The villagers had once given her food, shelter, small kindnesses, and memories she could not erase.
Now she could never repay them.
So she would repay those “debts” to all the others like them.
That afternoon, Enid and Antonio said goodbye to the military doctor.
At first the doctor argued it was still dangerous outside. Staying at Cinderkeep and doing support work was far safer than wandering the border.
Antonio insisted they were elves from the southeastern forests of the Drak Empire, and they needed to return to check on their kin and warn them.
In the end, the doctor relented.
Before they left, he had one of his men bring them enough rations for a week, a few valuables from Antonio’s belongings, and Drak Empire coin recovered from the bodies and collapsed ruins.

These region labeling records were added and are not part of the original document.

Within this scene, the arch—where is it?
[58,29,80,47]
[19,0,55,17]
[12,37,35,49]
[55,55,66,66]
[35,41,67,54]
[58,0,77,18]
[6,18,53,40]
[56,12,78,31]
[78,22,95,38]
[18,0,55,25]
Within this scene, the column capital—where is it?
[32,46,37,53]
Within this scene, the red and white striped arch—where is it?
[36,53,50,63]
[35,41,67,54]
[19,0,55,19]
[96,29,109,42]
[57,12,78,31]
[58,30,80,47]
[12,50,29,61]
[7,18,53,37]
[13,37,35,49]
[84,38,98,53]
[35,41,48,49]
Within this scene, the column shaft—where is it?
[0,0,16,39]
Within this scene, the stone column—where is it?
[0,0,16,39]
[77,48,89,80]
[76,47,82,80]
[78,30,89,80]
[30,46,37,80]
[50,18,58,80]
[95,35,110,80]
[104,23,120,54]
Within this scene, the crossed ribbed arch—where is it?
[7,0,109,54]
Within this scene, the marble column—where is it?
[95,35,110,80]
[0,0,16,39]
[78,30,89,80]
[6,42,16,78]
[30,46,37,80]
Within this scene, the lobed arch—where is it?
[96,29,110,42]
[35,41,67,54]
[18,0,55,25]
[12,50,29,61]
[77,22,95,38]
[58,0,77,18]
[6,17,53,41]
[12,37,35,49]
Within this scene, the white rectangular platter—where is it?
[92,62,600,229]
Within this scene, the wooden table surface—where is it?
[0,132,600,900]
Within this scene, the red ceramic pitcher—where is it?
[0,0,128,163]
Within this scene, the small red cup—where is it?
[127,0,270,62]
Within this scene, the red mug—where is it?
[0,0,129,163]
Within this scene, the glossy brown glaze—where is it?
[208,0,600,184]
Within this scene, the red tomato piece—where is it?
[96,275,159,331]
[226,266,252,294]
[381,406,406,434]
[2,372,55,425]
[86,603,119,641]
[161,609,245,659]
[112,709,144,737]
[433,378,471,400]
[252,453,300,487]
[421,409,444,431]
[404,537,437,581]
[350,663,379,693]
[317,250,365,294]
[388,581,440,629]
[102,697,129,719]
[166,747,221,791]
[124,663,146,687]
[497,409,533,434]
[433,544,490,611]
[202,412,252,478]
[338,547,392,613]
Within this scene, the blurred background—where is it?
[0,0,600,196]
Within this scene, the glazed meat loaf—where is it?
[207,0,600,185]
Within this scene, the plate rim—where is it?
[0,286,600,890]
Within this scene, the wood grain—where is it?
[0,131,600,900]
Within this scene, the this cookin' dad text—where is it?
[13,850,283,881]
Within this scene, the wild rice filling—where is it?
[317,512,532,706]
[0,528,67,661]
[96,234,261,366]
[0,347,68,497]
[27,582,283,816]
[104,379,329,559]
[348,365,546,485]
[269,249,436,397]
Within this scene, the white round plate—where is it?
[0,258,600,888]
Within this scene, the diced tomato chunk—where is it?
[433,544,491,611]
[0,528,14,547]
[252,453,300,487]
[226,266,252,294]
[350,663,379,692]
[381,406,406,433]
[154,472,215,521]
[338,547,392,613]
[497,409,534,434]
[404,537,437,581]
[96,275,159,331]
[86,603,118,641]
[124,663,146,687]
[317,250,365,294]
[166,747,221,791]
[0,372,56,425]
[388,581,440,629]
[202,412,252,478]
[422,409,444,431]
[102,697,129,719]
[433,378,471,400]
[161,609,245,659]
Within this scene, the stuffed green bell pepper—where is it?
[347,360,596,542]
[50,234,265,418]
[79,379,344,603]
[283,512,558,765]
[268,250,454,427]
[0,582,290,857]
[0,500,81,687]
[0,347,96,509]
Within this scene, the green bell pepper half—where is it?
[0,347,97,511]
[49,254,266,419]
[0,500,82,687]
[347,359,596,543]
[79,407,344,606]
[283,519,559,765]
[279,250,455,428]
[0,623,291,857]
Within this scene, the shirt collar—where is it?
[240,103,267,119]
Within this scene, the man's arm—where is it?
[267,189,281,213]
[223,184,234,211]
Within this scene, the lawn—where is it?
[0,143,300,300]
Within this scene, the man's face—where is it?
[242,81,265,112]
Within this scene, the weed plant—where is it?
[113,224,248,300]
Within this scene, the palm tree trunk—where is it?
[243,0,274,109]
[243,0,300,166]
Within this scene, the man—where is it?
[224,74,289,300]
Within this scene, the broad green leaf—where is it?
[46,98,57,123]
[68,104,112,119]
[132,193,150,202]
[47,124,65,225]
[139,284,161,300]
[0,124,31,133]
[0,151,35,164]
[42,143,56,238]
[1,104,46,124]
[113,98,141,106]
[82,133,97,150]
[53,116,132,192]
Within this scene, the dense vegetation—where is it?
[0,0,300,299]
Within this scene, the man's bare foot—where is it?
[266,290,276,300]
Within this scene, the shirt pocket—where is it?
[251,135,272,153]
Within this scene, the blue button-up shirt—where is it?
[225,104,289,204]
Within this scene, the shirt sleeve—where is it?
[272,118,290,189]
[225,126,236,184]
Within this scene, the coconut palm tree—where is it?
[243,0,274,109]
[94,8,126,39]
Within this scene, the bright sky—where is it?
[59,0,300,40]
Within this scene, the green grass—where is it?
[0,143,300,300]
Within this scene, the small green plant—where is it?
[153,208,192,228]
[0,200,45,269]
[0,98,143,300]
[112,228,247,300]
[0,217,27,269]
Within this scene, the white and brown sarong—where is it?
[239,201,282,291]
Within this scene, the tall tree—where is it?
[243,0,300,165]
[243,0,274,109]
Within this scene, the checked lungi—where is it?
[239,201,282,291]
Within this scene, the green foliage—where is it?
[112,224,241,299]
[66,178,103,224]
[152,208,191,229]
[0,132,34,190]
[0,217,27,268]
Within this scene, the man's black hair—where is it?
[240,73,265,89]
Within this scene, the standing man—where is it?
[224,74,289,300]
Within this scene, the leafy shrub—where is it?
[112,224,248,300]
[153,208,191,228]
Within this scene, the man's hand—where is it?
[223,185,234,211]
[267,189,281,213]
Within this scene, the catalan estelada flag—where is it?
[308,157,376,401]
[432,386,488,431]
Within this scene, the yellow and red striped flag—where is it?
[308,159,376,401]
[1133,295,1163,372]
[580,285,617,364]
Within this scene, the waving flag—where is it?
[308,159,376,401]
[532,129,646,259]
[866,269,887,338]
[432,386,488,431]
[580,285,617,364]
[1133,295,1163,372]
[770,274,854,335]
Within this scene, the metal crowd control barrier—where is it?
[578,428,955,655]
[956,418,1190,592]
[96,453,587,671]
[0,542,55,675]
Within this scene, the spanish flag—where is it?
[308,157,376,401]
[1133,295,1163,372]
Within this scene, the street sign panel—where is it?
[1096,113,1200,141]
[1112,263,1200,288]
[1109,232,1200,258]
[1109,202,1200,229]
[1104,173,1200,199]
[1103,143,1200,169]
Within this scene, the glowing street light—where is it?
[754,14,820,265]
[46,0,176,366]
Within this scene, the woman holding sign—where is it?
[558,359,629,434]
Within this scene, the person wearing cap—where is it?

He apologized for arriving too late, offered his condolences to the dead, and let them go.
That was how Enid and Antonio’s border journey began.
Dewbloom Village sat at the far northeast edge of the Drak Empire.
Antonio decided they would follow the border southwest, staying close to the fallen lands.
Their first stop was a small border village only two days away, Windherd Village.
It had been founded by Sagraf deserters and escaped serfs who fled there to get away from the war.
The village was known for its high-quality lamb and its strong draft horses.
Antonio planned to buy a horse and a four-wheeled cart, so hauling supplies and moving camp would be much easier.
They set out quickly.
They traveled from sunrise to sunset, then made a fire and rested.
At night, Antonio practiced what Enid taught him, learning how to shape nature magic with steady hands instead of panic.
Thanks to Enid’s bond with the natural world and her sharp sense for elemental flow, they avoided demons and wild beasts along the way.
Two days later, they finally arrived at Windherd Village.